Is it possible for a broken church to heal a divided society? A conference of people of Church of the Brethren and Mennonite backgrounds met in Washington, D.C., on April 11-12 to discuss this question. "Bridging Divides: Uniting the Church for Peacemaking" was held at Capitol Hill United Methodist Church, hosted by the Brethren Witness/Washington Office and the Anabaptist Peace Center. Speakers and participants discussed how to interact with those who are miles away politically, but sit next to us in worship every Sunday. Can we find common ground yet remain the prophetic voice in society?
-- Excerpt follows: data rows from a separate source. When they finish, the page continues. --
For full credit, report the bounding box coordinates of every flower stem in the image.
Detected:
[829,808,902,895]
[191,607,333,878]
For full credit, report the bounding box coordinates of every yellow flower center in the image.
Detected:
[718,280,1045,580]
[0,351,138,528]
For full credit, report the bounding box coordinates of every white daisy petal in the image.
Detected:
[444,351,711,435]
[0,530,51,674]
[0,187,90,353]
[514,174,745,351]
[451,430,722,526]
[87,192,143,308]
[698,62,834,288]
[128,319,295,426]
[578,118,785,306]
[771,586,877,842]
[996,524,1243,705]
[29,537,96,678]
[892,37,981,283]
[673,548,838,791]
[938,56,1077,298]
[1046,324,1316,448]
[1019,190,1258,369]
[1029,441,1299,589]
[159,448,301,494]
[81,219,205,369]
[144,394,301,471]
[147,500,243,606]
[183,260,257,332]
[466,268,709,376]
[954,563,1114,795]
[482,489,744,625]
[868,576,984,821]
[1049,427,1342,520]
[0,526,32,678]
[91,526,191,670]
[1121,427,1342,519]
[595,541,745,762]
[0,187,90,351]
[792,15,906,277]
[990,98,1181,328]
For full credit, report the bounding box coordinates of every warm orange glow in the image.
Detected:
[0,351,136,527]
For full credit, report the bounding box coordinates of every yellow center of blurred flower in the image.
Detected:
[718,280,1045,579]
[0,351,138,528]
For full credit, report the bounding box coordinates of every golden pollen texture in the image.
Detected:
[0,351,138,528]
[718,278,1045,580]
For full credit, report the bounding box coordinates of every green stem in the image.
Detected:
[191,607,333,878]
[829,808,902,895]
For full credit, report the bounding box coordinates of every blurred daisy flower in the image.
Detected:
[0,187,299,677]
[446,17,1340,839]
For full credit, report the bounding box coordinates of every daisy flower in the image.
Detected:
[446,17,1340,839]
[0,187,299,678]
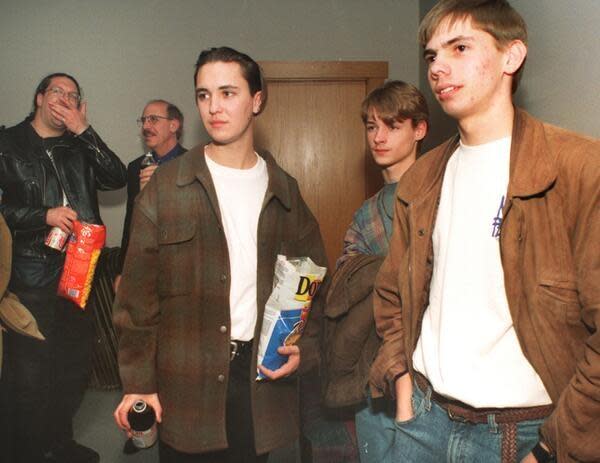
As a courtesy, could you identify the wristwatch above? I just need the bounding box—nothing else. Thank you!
[531,442,554,463]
An opening session on "Sources of Our Common Faith" was led by Celia Cook-Huffman, the W. Clay and Kathryn H. Burkholder Professor of Conflict Resolution at Juniata College in Huntingdon, Pa., and Nate Yoder, associate professor of church history and director of the master of arts in religion program at Eastern Mennonite Seminary. Yoder discussed the idea that the church is empowered to discern according to criteria in the Lord's prayer, that God's kingdom come and God's will be done on earth as it is in heaven. When discussing sources of common faith between Mennonites and Brethren, the peace position is the main link, he said. Historically, both churches have been very strong on the peace position, but he asked, how is it playing out today? Cook-Huffman stressed history, rituals, faith, and community. The Brethren tradition of footwashing holds special significance, as does our shared story. She also emphasized getting conflict out in the open, talking about it, and resolving it peacefully.

Friday night's worship featured Myron Augsburger, professor and president emeritus at Eastern Mennonite University. "For me, the deeper convictions for peace find their base in the Lordship of Christ, in his teachings and his mission of a crosscultural and global extension of his kingdom," Augsburger said. He talked about the need for an ecumenical association of people committed to nonviolence. The members of the church are citizens of the state and may properly challenge the state's just war theory, as well as fellow Christians who hold to this view, he said.

A plenary on "Mending the Broken Body of Christ" was led by Chris Bowman, pastor of Oakton (Va.) Church of the Brethren and a past moderator of Annual Conference, and Michelle Armster, codirector of Mennonite Central Committee's Office on Justice and Peacebuilding. Bowman spoke about shifting circles of loyalty. The circle for Christians used to be the church, but now people have many different circles or spheres of influence, and other circles often do not interact much with the church, he said. He talked about pastoring as redrawing the circle, creating a family house where diversity can live.

A final session on "Christians Engaging the World" was led by Phil Jones, director of the Brethren Witness/Washington Office, and Steve Brown, minister and director of care ministry at Calvary Community Church in Hampton, Va., a Mennonite church. Jones stressed the importance of acting on matters of conscience, finding what makes you passionate and then being a strong advocate for that issue. Brown pushed the church to get out and minister to the community. He also invited people to openly talk about issues of racism, poverty, and violence. "We are called to be risk-takers, to move beyond the four walls of the church building," he said.

The conference was a success in the minds of those who attended, and the hope is that it can continue annually. When asked why he attended, Jerry O'Donnell, a Brethren Volunteer Service worker, said, "I came to this conference to learn more about our struggles--both as a church and part of the Anabaptist movement--hoping to learn how we can peacefully resolve our internal divisions.

"I learned, simply, that we have taken the first step in mending the broken body of Christ by coming together in His name, committed to another way of living," O'Donnell said. "Peace for far too long has solely been seen as the ends or the goal--a sort of distant prize. I think it is high time that we restore our faith in peace as the means."

--Rianna Barrett is a legislative associate at the Brethren Witness/Washington Office.